Undersheriff McLoud, 59, was the Cayuga County Sheriff’s Office’s (CCSO) chief criminal investigator at the time of the attacks, according to the Officer Down Memorial Page.
He assisted in search and recovery efforts at the World Trade Center, which exposed him to toxins that led to his cancer diagnosis years later, the Auburn Citizen reported.
Undersheriff McLoud’s law enforcement career began in January of 1982, when he was hired as the Village of Weedsport’s first full-time officer, according to The Post-Standard.
He joined the CCSO 18 months later, and began serving as the agency’s undersheriff in 2003.
Undersheriff McLoud retired in 2006, having served 24 years as a law enforcement officer.
He simultaneously served 35 years as a volunteer firefighter with the Weedsport Fire Department, according to the Auburn Citizen.
Cayuga County Sheriff Brian Schenck said he was thankful for the nine years he and Undersheriff McLoud worked together at the CCSO.
“Steve’s willingness to direct and help me had a significant impact on me personally,” Sheriff Schenck said. “I will be forever grateful for the guidance and mentorship that he gave me early in my career. Steve influenced many people in a positive way.”
Undersheriff McLoud leaves behind his wife, Anne, and his children, Kenneth and Ashley.
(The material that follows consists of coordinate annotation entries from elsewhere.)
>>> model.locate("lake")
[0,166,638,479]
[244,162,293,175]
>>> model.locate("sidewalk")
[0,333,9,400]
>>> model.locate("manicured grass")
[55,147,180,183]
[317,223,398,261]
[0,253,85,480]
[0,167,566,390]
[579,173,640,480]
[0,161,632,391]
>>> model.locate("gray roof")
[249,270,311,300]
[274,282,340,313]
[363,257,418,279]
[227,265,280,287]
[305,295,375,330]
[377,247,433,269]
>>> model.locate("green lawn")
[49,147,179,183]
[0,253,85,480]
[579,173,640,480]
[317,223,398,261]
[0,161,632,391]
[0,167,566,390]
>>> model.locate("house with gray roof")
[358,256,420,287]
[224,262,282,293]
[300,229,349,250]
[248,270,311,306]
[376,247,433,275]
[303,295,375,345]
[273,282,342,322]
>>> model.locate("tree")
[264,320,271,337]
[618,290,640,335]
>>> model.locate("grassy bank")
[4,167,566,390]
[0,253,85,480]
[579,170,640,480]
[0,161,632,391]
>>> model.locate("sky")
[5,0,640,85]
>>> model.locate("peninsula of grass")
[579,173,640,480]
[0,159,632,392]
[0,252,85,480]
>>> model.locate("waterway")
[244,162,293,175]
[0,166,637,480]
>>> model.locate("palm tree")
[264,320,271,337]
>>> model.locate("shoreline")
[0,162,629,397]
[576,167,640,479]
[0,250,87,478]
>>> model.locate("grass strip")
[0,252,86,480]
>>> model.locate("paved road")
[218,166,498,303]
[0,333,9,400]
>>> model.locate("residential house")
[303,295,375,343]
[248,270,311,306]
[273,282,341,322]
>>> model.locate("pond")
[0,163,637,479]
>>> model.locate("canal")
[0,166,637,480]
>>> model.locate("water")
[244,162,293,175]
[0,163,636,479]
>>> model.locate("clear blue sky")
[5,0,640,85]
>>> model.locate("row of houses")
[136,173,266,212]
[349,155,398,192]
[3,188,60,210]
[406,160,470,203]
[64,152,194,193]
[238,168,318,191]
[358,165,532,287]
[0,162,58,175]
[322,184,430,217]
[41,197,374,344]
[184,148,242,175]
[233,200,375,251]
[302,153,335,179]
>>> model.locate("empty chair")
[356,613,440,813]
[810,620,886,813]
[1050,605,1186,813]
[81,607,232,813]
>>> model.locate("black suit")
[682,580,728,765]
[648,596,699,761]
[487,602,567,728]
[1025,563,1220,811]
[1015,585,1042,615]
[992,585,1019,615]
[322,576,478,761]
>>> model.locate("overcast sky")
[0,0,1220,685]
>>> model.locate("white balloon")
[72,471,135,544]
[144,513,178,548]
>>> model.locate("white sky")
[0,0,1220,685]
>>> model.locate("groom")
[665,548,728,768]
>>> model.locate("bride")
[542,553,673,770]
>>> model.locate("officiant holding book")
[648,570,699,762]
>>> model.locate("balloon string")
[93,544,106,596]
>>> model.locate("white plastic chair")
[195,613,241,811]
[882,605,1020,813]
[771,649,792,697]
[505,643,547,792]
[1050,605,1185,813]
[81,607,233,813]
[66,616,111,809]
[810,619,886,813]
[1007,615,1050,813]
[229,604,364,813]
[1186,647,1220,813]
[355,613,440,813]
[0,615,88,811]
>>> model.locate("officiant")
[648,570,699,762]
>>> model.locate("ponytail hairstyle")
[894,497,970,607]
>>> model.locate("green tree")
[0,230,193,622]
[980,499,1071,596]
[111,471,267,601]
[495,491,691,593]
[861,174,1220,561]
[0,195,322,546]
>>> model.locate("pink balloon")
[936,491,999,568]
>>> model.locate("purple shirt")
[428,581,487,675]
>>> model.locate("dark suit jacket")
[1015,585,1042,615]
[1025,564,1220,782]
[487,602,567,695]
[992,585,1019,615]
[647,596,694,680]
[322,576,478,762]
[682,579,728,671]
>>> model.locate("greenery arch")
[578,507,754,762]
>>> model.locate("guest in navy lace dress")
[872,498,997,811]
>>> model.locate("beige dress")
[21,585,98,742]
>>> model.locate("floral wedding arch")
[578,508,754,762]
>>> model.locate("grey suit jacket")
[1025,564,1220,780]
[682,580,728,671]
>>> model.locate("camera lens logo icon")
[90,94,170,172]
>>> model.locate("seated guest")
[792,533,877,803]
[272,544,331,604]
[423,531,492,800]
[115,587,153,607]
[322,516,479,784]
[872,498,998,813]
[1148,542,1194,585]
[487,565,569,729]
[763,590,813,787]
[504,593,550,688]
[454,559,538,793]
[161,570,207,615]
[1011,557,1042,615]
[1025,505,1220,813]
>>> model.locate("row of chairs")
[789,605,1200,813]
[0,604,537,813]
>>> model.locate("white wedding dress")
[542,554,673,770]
He passed away on his 38th wedding anniversary, according to his obituary.
“Know going forward that your family is part of our family and always will be,” Sheriff Schenck told the fallen undersheriff’s family. “Thank you for sharing Steve with us and know that we will never forget 703’s service and the positive impact he had on all of us.”
Undersheriff McLoud was laid to rest on Saturday, the Auburn Citizen reported.
Our thoughts and prayers are with the family of Cayuga County Undersheriff Stephen McLoud, both blood and blue. Thank you for your service.
Rest easy, hero. We’ll hold the line from here.